Despite the setbacks, Reddy said this may be future of leadless conduction system pacing.

“I’m actually very optimistic about it,” he said, adding that an early feasibility study in the United States could begin before the end of the year after further testing.

Emerging PFA technologies

Reddy also presented data from three emerging PFA technologies aimed at improving lesion durability, procedural efficiency and visualization during atrial fibrillation ablation.

One study evaluated the Boston Scientific Faraflex focal PFA catheter, a nine-millimeter basket-shaped device used for pulmonary vein isolation (PVI) and additional linear lesions. Conducted at three European centers, the study enrolled approximately 105 patients.

Reddy said a key strength of the study was the inclusion of repeat remapping procedures to directly assess long-term pulmonary vein durability in the study

“The majority of patients came back, so we're able to get very high-quality data and say, ‘Yes, this is working pretty well,'” he said.

The favorable results have supported plans for a U.S. pivotal trial expected to begin within months.

A second study, the Vision AF trial, evaluated the CardioFocus OptiShot balloon-based PFA catheter featuring an integrated endoscope that allows physicians to directly visualize tissue contact during ablation.

As the balloon contacts the pulmonary vein, operators can visually distinguish tissue contact from circulating blood, potentially improving lesion consistency, and avoiding hemolysis caused by PFA energy being delivered into the blood pool.

“Literally it's red vs. white, so it's about as simple as you can imagine,” Reddy said.

The 50-patient study demonstrated what Reddy described as “excellent durability,” with the final ablation strategy achieving 100% PVI durability during remapping procedures. Six-month follow-up showed arrhythmia-free survival approaching 90%.

Reddy said the direct visual guidance capability may represent an important advance over traditional surrogate markers of tissue contact.

The third study examined the the Pulse Biosciences nanosecond pulsed field ablation (nsPFA) system in the U.S. NANOPULSE‑AF study. It is designed to deliver shorter-duration energy pulses than conventional microsecond systems. The concept behind nanosecond technology is that compressing the waveform allows delivery of higher voltages, while minimizing near-field heating. This can help speed up procedures while maintaining safety.

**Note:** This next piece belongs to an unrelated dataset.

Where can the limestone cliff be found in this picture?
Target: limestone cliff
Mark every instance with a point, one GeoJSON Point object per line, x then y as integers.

The first-in-human study enrolled 177 patients across three European centers and demonstrated more than 90% pulmonary vein durability, along with the ability to create posterior wall and linear lesions. Clinical success rates approached 90% at one year, according to Reddy.

However, the study did identify two notable complications, including one stroke and one case of hemolysis-associated renal failure requiring temporary dialysis. Reddy said the renal complication occurred early in the learning curve before operators adopted routine post-procedure fluid administration to combat hemolysis.

“After that patient, we obviously learned and we started giving fluids to patients after the procedure. After that, we did not have any such renal failure,” Reddy explained.

He also emphasized the procedural efficiency achieved with the nanosecond PFA platform, particularly through integration with advanced mapping systems.

“The isolation takes five to seven minutes, which is quite remarkable,” he said.

While shaving a few minutes off PVI may seem incremental, Reddy said efficiency gains could ultimately enable physicians to perform more comprehensive ablation strategies during a single procedure.

“When you can do that part really quickly, then it makes sense to spend more time looking for other things,” he said.

He said these advances in PFA technology, combined with a flood of new FDA-cleared PFA technology in recent years, may require new head-to-head comparison studies to see which systems have the best outcomes.

“One of the things we need in our field is some real randomized studies comparing technologies. Now the technologies are getting mature enough, it makes sense to start doing that,” Reddy said.